Do you want to be a Data Scientist?
Guest post by Michael Koploy of SoftwareAdvice.com
By now, pretty much everyone has heard that “Big Data” will be the next “big thing” to revolutionise how we work, live and communicate.
But who will manage the Walmart database that contains over 2.5 petabytes of data from the retailer’s 1 million customer transactions per hour? Who at YouTube is analyzing the 48 hours of video uploaded to its website every minute?
For every Big Data problem, the solution often rests on the shoulders of a data scientist. The role of the data scientist is similar in responsibility to the Wall Street “quants” of the 80s and 90s – now, these data experienced are tasked with the management of databases previously thought too hard to handle, and too unstructured to derive any value.
The sexiest job of the 21st Century?
Thomas Davenport and D.J. Patil brought the data scientist into the national spotlight in their October 2012 Harvard Business Review article: Data Scientist: The Sexiest Job of the 21st Century. Job trends data from Indeed.com confirms the rise in popularity for the position, showing that the number of job postings for data scientist positions increased by 15,000% between the summers of 2011 and 2012.
When I asked Bruno Aziza last year how he would best describe a data scientist, his answer still sticks with me today. “Think of a data scientist more like the business analyst-plus,” he told me. Part mathematician, part business strategist, these statistical savants are able to apply their background in mathematics to help companies tame their data dragons. But these individuals aren’t just math geeks, per se.
“A data scientist is somebody who is inquisitive, who can stare at data and spot trends. It’s almost like a Renaissance individual who really wants to learn and bring change to an organization.” — Anjul Bhambhri, Vice President of Big Data Products, IBM
Tips for aspiring data scientists
If this sounds like you, the good news is demand for data scientists is far outstripping supply. Nonetheless, with the rising popularity of the data scientist – not to mention the highly-competitive companies that are typically hiring for these positions – candidates will have to be at the top of their fields to get the jobs. Here are some quick tips for career success.

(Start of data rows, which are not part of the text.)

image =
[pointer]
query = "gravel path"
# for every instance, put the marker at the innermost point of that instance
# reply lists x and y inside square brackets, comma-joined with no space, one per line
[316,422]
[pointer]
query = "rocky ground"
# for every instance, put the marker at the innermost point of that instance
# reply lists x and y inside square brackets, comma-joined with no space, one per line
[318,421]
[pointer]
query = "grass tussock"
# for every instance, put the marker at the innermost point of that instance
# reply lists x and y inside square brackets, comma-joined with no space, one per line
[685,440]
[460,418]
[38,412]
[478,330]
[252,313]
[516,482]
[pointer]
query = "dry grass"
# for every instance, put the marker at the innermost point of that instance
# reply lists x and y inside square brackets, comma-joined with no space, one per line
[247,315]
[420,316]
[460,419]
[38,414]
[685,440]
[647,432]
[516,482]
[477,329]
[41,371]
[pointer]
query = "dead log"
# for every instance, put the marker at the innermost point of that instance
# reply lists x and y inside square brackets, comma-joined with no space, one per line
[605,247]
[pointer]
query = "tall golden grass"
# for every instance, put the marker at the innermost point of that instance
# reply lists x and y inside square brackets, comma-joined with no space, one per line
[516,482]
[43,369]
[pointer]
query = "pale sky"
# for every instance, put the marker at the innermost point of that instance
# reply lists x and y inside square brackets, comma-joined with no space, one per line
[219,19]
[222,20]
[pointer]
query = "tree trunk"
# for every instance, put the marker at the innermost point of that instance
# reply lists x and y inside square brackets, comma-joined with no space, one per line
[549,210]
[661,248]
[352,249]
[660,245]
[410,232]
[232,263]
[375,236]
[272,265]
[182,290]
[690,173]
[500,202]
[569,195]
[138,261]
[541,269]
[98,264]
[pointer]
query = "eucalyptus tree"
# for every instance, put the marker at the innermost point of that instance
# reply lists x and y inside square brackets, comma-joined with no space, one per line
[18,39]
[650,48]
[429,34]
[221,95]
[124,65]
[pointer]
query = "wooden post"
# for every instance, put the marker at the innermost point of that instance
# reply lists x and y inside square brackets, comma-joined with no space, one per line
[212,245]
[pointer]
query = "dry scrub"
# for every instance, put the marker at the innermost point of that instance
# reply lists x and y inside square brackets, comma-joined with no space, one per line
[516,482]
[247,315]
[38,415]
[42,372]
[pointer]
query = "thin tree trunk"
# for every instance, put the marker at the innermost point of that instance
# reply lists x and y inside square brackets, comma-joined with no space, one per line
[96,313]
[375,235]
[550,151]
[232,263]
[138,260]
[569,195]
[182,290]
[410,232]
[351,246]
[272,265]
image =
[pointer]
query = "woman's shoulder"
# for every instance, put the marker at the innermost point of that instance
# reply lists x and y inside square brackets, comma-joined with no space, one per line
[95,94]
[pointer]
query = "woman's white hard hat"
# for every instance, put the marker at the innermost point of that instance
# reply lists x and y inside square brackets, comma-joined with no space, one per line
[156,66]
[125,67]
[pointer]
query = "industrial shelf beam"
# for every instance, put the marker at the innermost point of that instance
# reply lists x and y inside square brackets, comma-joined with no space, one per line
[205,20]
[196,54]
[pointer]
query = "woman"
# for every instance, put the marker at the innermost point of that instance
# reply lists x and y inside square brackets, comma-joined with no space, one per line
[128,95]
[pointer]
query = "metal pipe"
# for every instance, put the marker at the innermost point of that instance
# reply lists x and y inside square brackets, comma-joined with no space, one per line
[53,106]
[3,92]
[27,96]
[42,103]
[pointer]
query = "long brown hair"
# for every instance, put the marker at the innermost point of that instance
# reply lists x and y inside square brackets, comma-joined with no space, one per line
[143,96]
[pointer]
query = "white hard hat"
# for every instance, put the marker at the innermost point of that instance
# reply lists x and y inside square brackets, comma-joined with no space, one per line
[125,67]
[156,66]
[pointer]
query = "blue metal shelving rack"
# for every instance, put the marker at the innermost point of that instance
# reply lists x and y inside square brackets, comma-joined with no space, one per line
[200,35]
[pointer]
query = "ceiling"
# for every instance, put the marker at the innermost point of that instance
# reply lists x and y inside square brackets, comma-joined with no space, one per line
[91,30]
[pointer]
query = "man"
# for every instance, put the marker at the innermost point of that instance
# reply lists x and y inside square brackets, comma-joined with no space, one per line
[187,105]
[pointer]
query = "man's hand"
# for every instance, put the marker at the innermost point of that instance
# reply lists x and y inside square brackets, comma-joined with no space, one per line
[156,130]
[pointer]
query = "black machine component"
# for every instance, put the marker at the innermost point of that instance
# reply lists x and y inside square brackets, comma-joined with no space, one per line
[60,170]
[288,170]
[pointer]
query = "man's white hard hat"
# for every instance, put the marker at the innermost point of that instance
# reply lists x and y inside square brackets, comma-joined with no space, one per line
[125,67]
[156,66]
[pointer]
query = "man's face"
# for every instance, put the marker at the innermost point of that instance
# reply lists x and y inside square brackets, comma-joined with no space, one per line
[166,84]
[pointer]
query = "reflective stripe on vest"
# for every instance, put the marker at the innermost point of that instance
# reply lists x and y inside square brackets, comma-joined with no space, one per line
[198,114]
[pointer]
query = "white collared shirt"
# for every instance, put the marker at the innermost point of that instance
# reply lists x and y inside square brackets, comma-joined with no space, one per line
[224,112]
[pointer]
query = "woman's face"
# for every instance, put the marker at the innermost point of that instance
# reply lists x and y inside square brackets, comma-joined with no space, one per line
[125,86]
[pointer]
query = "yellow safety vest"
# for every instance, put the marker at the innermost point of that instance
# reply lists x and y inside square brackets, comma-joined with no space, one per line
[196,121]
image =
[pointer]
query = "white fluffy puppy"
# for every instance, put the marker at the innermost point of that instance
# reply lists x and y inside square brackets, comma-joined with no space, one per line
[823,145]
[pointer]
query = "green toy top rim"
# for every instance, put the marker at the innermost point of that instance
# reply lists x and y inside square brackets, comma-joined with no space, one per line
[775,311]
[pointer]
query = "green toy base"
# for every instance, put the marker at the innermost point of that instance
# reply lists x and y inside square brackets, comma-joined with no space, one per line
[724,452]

For students about to graduate: Focus on academics before (and after) graduation. Successful data scientists come from a number of different disciplines: biostatistics, econometrics, engineering, computer science, physics, applied mathematics, statistics, machine learning, and other interrelated disciplines. Experience applying the scientific method to many disciplines and areas of research will provide fruitful in the field of data science. And as important as academics are during school, it’s just as important to stay up-to-date with current research trends and discoveries within academia, even after graduation, for instance by subscribing to academic journals.
For career entrants: Focus on business acumen. While programming and statistical expertise is the foundation for any data scientist, a strong background in business and strategy can help jettison a younger scientist’s career to the next level.
Krishna Gopinathan, founder of Global Analytics Holdings, recently recounted to me how he has built some of his most exceptional data scientist teams. The secret, in his opinion, was to build teams around data scientists that ask the most questions about:
- How the business works
- How it collects its data
- How it intends to use this data
- What it hopes to achieve from these analyses.
These questions were important to Gopinathan because data scientists will often unearth information that can “reshape an entire company.” Obtaining a better understanding of the business’ underpinnings not only directs the data scientist’s research, but helps them present the findings and communicate with the less-analytical executives within the organisation.
While it’s important to understand your own business, learning about the successes of other corporations will help a data scientist in their current job–and the next.